EllaSilber

Ella Silber

Memphis, Tennessee

Born: 1924 Jonava, Lithuania

Survivor: Stutthof And Dachau Concentration Camps

“We had heard some gossip about the Germans, but back then,” says Ella Silber, “if you didn’t see it, you didn’t really believe it. I mean who could believe such things?”

In 1940 Ella Silber’s hometown in Lithuania was taken over by Russians. A year later, Germans arrived and forced Ella, her mother, and her three brothers into a ghetto. “We had to share a house with another family and wore yellow Stars of David on our clothing,” she says. “I worked all day long doing hard, manual labor, but I was young. Young enough to withstand it, I suppose.”
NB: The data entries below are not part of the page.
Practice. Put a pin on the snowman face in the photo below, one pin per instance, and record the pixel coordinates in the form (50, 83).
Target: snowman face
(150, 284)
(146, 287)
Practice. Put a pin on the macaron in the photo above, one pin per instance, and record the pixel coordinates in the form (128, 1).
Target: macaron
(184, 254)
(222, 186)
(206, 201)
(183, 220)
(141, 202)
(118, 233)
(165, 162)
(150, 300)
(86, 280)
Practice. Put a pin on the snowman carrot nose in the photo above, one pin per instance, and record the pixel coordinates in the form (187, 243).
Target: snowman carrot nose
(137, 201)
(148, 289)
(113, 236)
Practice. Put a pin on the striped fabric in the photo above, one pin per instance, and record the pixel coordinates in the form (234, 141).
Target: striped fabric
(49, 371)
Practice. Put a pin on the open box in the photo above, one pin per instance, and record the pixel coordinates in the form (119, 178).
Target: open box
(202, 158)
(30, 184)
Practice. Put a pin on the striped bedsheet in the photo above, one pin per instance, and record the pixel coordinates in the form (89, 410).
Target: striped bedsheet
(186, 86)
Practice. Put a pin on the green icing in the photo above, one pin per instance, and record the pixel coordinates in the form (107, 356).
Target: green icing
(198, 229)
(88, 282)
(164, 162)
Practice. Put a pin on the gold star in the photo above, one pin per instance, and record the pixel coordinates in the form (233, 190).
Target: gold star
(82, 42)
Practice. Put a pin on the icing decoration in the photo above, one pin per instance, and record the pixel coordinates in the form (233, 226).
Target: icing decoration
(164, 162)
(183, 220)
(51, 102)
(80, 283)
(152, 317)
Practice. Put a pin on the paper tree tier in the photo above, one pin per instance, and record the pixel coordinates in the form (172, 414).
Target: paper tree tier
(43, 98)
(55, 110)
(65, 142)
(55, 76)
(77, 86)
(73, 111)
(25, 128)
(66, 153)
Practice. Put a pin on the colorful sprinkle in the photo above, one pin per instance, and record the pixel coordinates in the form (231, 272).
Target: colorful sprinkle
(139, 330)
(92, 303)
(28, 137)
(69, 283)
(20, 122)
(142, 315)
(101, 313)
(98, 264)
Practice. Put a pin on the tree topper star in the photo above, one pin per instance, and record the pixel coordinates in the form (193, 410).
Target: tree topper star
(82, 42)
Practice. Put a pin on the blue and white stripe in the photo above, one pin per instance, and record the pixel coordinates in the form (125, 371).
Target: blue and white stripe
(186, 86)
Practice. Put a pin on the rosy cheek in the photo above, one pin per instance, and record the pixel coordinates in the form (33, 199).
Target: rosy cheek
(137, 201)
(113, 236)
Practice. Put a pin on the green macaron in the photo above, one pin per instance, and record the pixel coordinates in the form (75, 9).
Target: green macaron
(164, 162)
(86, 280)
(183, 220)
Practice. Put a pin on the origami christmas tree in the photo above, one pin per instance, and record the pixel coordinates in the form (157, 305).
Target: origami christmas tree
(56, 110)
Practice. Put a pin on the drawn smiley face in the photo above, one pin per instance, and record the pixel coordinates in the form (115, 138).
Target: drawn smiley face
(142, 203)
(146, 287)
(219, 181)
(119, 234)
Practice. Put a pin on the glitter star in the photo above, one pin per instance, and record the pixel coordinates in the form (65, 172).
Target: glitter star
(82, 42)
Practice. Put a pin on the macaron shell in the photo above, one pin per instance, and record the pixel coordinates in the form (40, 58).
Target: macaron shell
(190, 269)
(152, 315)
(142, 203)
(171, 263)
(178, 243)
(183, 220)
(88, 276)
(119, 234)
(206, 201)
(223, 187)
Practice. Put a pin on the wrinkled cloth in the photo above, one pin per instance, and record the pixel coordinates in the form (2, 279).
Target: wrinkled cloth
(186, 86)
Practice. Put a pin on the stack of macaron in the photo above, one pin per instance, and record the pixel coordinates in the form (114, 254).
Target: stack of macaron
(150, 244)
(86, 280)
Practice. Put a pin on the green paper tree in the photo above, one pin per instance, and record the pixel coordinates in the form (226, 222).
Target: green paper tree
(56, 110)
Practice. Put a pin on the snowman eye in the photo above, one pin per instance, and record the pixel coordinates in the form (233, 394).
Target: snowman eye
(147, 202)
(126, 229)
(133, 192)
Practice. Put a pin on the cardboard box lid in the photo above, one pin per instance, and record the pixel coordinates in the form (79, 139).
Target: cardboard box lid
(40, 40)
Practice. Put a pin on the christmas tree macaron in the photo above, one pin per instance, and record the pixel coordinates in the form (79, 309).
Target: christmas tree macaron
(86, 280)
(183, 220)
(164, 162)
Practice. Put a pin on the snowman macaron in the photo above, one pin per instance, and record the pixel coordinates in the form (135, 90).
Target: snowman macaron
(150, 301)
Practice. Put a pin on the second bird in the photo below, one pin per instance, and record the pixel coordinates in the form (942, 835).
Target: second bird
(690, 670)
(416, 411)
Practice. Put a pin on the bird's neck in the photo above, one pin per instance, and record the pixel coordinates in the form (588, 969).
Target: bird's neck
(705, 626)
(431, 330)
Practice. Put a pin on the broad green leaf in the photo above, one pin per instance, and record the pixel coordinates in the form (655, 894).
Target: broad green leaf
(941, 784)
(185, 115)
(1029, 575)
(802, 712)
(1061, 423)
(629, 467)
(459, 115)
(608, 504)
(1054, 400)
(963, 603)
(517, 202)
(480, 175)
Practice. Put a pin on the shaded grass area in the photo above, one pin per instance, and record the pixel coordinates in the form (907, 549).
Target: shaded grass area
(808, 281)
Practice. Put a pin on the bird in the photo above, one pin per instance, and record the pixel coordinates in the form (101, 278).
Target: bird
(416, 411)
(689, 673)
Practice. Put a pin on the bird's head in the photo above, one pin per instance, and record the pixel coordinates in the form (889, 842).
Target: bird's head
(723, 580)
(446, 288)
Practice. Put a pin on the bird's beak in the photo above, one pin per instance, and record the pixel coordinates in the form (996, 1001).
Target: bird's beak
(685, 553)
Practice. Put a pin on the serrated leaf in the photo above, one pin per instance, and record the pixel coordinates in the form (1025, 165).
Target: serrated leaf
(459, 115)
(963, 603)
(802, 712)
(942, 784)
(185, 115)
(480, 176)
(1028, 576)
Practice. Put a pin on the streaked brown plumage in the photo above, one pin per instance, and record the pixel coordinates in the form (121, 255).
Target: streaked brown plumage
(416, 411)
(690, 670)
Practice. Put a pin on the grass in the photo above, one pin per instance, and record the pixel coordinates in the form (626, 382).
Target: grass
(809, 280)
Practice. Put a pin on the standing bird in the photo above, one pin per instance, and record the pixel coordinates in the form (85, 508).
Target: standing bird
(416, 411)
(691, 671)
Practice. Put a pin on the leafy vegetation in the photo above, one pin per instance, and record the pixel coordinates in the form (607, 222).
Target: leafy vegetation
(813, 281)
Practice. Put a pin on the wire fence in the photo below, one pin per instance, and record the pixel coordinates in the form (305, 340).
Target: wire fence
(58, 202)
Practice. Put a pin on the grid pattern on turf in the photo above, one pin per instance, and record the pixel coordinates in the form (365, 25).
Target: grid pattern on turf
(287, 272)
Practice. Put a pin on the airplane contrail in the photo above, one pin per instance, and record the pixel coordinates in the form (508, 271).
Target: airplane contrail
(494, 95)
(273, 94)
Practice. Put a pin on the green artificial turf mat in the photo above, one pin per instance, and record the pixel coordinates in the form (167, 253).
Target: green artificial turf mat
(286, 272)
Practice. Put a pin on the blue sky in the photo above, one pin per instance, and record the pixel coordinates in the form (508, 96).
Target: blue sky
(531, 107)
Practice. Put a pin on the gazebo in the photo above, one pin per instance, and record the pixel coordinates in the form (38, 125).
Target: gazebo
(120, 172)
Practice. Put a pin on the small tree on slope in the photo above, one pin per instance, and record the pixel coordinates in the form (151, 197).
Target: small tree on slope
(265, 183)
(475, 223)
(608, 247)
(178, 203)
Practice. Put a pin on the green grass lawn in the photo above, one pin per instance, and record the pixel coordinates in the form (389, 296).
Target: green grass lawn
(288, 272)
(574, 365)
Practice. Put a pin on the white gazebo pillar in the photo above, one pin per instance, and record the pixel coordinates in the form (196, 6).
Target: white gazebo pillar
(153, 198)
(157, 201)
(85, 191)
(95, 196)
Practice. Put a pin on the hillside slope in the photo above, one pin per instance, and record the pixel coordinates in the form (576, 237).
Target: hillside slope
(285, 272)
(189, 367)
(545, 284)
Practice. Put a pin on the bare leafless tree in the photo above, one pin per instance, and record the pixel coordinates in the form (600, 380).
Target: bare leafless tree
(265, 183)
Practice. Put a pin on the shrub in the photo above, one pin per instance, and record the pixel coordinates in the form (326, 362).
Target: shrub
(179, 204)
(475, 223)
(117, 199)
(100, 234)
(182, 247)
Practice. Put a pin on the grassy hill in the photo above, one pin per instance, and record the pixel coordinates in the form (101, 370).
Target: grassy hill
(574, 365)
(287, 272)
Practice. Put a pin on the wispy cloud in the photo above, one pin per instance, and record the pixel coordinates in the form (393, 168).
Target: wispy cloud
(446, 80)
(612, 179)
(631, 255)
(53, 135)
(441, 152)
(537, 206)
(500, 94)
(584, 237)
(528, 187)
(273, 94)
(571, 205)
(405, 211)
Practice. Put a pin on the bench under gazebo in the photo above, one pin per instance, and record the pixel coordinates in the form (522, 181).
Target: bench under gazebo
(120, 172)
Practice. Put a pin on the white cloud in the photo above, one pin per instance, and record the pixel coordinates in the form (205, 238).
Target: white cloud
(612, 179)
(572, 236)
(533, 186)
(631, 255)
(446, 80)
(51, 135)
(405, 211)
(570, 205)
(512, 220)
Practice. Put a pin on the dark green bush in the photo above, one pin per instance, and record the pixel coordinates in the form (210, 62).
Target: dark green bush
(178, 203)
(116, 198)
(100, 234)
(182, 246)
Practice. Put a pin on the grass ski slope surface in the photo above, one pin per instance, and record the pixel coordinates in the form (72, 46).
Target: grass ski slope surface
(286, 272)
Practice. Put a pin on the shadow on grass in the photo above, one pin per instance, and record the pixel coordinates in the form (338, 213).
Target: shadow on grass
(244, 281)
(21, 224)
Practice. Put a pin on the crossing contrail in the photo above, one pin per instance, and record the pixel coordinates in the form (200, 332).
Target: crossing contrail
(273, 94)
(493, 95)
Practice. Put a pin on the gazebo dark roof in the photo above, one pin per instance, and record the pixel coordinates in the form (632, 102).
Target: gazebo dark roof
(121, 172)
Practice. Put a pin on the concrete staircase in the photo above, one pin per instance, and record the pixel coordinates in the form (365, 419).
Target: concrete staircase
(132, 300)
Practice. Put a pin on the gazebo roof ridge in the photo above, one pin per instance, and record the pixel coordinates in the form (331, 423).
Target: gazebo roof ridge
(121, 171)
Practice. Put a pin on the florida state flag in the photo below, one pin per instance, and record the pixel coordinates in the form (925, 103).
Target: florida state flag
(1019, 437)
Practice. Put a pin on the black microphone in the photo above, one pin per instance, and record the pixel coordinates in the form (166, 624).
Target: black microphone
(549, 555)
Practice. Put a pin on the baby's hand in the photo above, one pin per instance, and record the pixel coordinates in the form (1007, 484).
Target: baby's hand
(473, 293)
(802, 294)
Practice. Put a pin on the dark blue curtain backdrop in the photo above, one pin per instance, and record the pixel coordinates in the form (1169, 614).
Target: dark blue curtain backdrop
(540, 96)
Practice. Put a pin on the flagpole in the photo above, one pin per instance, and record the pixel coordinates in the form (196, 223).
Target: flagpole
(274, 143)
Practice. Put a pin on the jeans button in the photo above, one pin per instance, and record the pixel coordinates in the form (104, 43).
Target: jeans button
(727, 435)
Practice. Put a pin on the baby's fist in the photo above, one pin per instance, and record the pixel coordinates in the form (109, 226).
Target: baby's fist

Three years later, Ella was sent to a concentration camp. She never saw her family again. “They were all killed in the ghetto,” she says. “In the last days of the war, we were thrown out of our barracks and forced to begin a death march,” she recalls, and when leaving Dachau, “we were given a piece of bread and a tin of soup for the journey.”

As American troops advanced, thousands of prisoners stumbled south in the freezing cold. German guards shot anyone who could no longer continue. Ella awoke one day to find the guards gone.

At an American-run displaced persons’ camp, Ella met the man she would marry and was reunited with her second cousin, who was an American soldier. As she tells it, “He returned looking for relatives and found only me.” She continues, “I can’t understand why the Holocaust happened, I just know I don’t like to talk about it. Make no mistake. I remember everything, but it is very hard to talk about it.”